Includes certification for Commercial, with Single & Multi Engine Land Class ratings, Instrument rating.

GENERAL REQUIREMENTS:

1.         Private Pilot Certificate.

2.         18 years of age at testing.

3.         3rd Class medical & able to obtain 2nd Class.

4.         Read, speak write & understand English language.
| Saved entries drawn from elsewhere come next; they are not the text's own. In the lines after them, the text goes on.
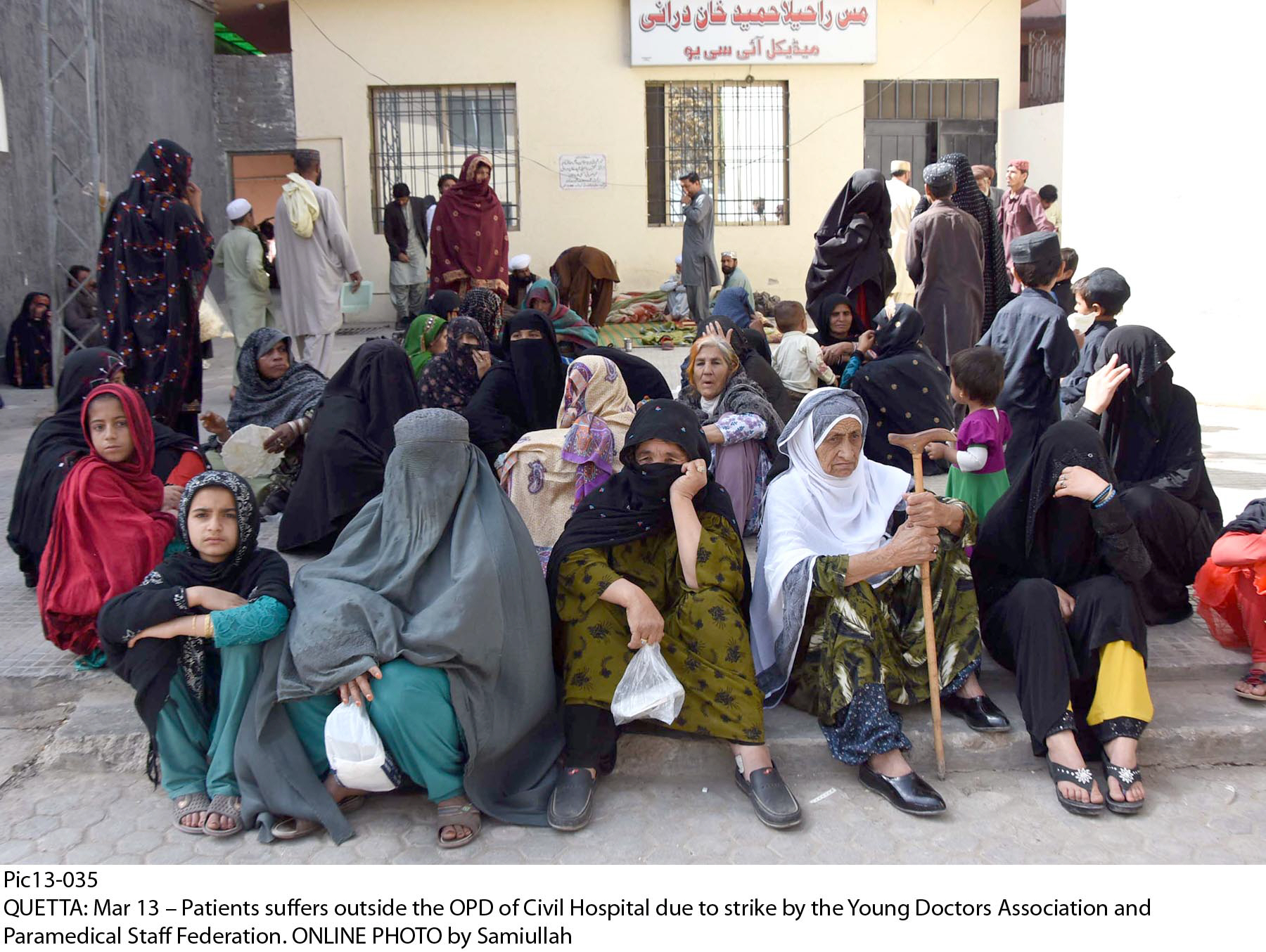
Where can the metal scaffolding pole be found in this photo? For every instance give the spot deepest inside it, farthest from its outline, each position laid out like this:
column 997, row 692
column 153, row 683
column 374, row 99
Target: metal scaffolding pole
column 72, row 143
5.         Pass knowledge & practical test.

AERONAUTICAL KNOWLEDGE:

1.     Applicable Federal Aviation Regulations that relate to commercial pilot privileges, limitations and flight operations;

2.      Accident reporting requirements of the National Transportation Safety Board;

3.      Basic aerodynamics and the principles of flight;

4.      Meteorology to include recognition of critical weather situations, windshear recognition and avoidance and the use of aeronautical weather reports and forecasts;

5.      Safe and efficient operation of aircraft;

6.      Weight and balance computations;

7.      Use of performance charts;

8.       Significance and effects of exceeding aircraft performance limitations.
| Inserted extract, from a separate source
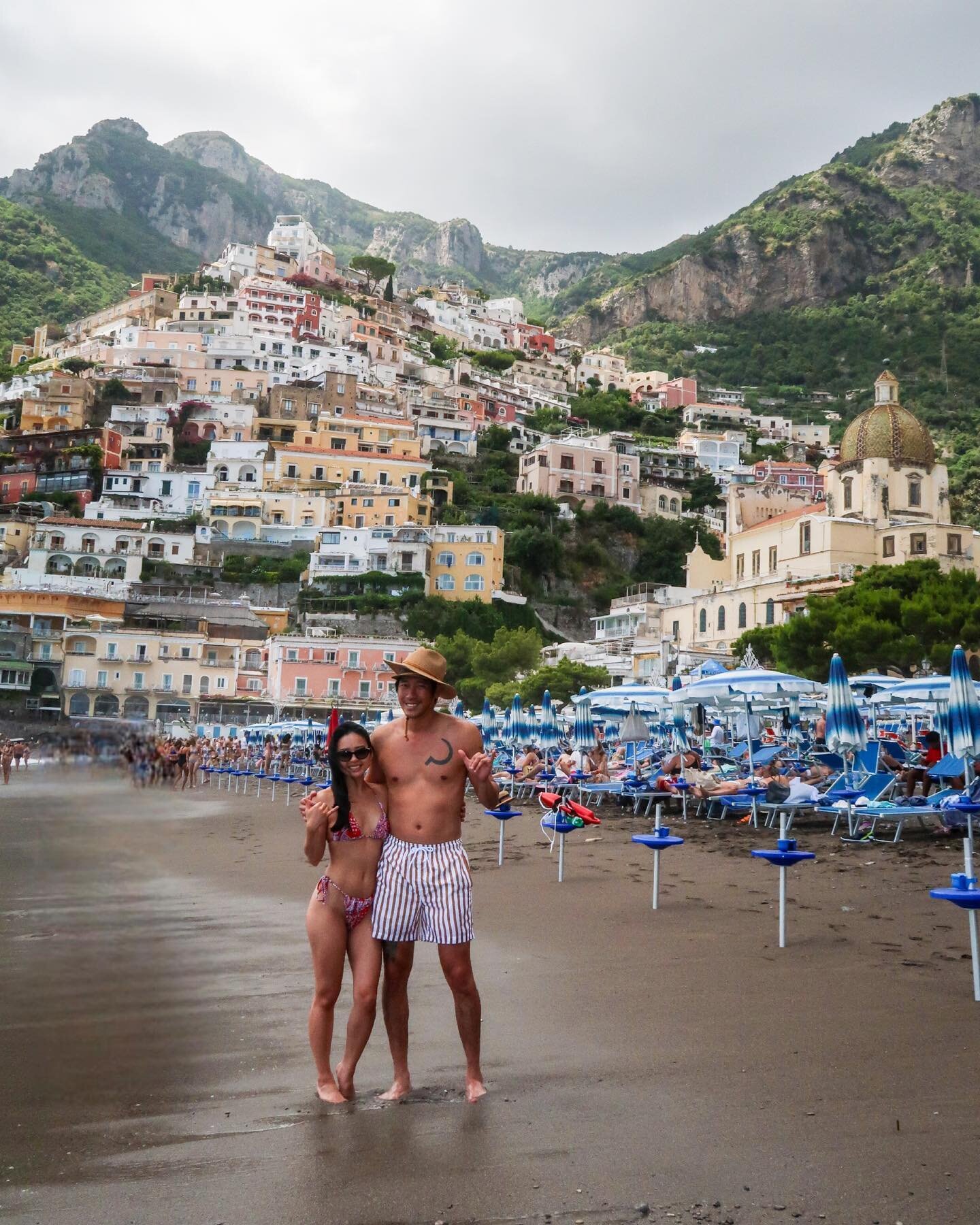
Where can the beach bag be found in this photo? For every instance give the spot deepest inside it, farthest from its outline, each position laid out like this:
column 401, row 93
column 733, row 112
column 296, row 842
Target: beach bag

9.       Use of aeronautical charts and a magnetic compass for pilotage and dead reckoning;

10.     Use of air navigation facilities;

11.    Aeronautical decision making and judgment;

12.     Principles and functions of aircraft systems;

13.     Maneuvers, procedures and emergency operations appropriate to the aircraft;

14.     Night and high altitude operations;

15.     Procedures for operating within the National Airspace System;

16.     Federal Aviation Regulations that apply to flight operations under IFR;

17.     Appropriate information that applies to flight operations under IFR in the Aeronautical Information Manual.

18.     Air traffic control system and procedures for instrument flight operations.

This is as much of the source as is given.